Мать погружается в черную воронку безмолвия, на плавно изогнутой глади стенок которой высвечивается порою лицо ее убитого мужа: «Будь мужественна, я умру, если нужно умереть, за социал-демократию, за рабочее дело, что одно и то же, социал-демократия и рабочее дело, когда-нибудь мне за это воздастся. Товарищи будут помнить обо мне, и я буду жить в нашем сыне. Так что будь совершенно спокойна. В каком-то смысле я даже умру за всю Австрию, самой любимой частицей которой являешься для меня ты и за которой (кроме нас да еще коммунистов) никто не признает права на существование». Как в замедленной съемке, она видит огромные глыбы, извлеченные из каменоломен Маутхаузена, видит, как гибнут под ними истощенные узники. Даже после сигнала к окончанию работ их заставляли волочить вниз по мосткам глыбы скальной породы. И материнские недра Маутхаузена не противятся этому, ведь любая мать покорно вытерпит все, все снесет. И хотя она, мать Ханса, всю жизнь боролась, теперь у нее ничего не осталось, кроме высоченных стопок бумаги. Они расплываются перед глазами.
— А еще я сегодня пойду в джаз-клуб, — радостно трубит Ханс. Он облачается в стильное одеяние, последний крик моды поздних пятидесятых. Такая одежда — и защита, и маскировка одновременно. В те времена мода порывала со всеми традициями, да и вообще в молодости надо порвать со всем и вся, чтобы наконец-то освободиться от любого принуждения как в личной жизни, так и на работе.
— Труд не есть принуждение, человек открывает себя в своей деятельности, — шепчет мама. — Однако подлинное открытие происходит тогда, когда ни один человек не является рабом другого.
— И я давным-давно уже не раб, а индивидуальность, которая подчиняет своей воле другие индивидуальности, а именно женщин. Я несу ответственность лишь перед собой одним, и женщина, которую я люблю, тоже несет ответственность лишь передо мной одним.
Слышать такое матушке Зепп совсем не по душе. Сын отказывается восстать против своих эксплуататоров, и у нее перед глазами встает февраль тридцать четвертого, когда она была совсем еще ребенком. Она видела, как множество товарищей, пытавшихся улучшить свои жизненные условия, лежат на улицах мертвые и окровавленные. Фашизм стрелял в них из гаубиц и тяжелой артиллерии, которыми он был вооружен, а у рычагов стояли такие же, как и их жертвы, сыновья рабочих, которые находились у фашизма на вооружении. Обе волны потомственных обездоленных (в грязи они пытались найти свою долю, однако не нашли ее, потому что ее явно присвоили другие), схлестнувшись, обрушились друг на друга.
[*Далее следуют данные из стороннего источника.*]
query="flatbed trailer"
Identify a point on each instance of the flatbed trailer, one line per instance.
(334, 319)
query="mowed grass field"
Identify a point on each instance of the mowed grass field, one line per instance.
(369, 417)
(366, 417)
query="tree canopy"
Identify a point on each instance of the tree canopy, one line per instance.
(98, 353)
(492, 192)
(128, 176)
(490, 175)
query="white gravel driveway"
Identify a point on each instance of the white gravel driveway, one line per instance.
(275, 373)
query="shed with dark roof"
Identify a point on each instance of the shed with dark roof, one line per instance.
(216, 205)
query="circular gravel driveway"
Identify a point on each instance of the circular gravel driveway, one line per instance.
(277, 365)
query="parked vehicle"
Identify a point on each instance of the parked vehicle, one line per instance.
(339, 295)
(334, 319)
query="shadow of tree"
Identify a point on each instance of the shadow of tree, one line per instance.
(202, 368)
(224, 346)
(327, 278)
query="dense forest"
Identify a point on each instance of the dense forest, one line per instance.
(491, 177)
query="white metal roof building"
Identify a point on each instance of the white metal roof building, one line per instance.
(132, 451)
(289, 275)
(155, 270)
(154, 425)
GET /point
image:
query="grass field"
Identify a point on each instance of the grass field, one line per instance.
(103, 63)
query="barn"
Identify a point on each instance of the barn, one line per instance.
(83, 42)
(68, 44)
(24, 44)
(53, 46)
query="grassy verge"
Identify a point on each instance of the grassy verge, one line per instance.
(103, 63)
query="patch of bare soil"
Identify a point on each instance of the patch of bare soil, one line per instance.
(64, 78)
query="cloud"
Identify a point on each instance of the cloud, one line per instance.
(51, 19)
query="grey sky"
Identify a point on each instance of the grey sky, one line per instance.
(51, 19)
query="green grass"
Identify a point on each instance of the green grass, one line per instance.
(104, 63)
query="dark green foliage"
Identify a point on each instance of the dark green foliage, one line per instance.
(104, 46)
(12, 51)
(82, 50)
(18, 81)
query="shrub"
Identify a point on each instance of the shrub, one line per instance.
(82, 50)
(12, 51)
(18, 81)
Одни — и среди них было много безработных, лишенных пособия, которых вынудили записаться в Хаймвер[6] находились на полном снабжении и были вооружены государством. Регулярная армия, артиллерия, бронепоезда. Другая волна: пулеметы, бессильные против орудий, таилась в колючих гнездах слабых птиц за окнами муниципальных многоэтажек и рабочих общежитий. В пулеметных гнездах. Занавес истории трескается, расходясь, будто корка перезрелого арбуза, он вечно скроен из одного и того же материала: там — бесправные, здесь — лишенные прав. Творящие же правосудие держатся подальше от пальбы и управляют безработицей и путями народных средств, которые теряются во мраке, чтобы вскоре вновь вывести их на сцену в образе мировой войны. Они поднимают и опускают сотканный из людей занавес, дергая за веревочки спекуляции, торговли оружием, замораживания зарплаты и вздувания цен, инфляции, расизма, призывов к войне.
Хансу ничего лучшего в голову не пришло, кроме как намазать для пущего блеска волосы брильянтином, от чего у мамы столько самой кошмарной работы прибавляется: отчищать валики дивана, сальные пятна, которые никак не удалить и не вывести, как и любой изъян в репутации. Он хочет более красивой внешностью добиться более красивой жизни. И сногсшибательной девушки, которая тоже собирает пластинки Элвиса, как и он сам. Для этого требуются определенные инвестиции — один из основных догматов экономической науки, которая Хансу неизвестна, ведь он уверен, что прихорашивается просто так, для развлечения.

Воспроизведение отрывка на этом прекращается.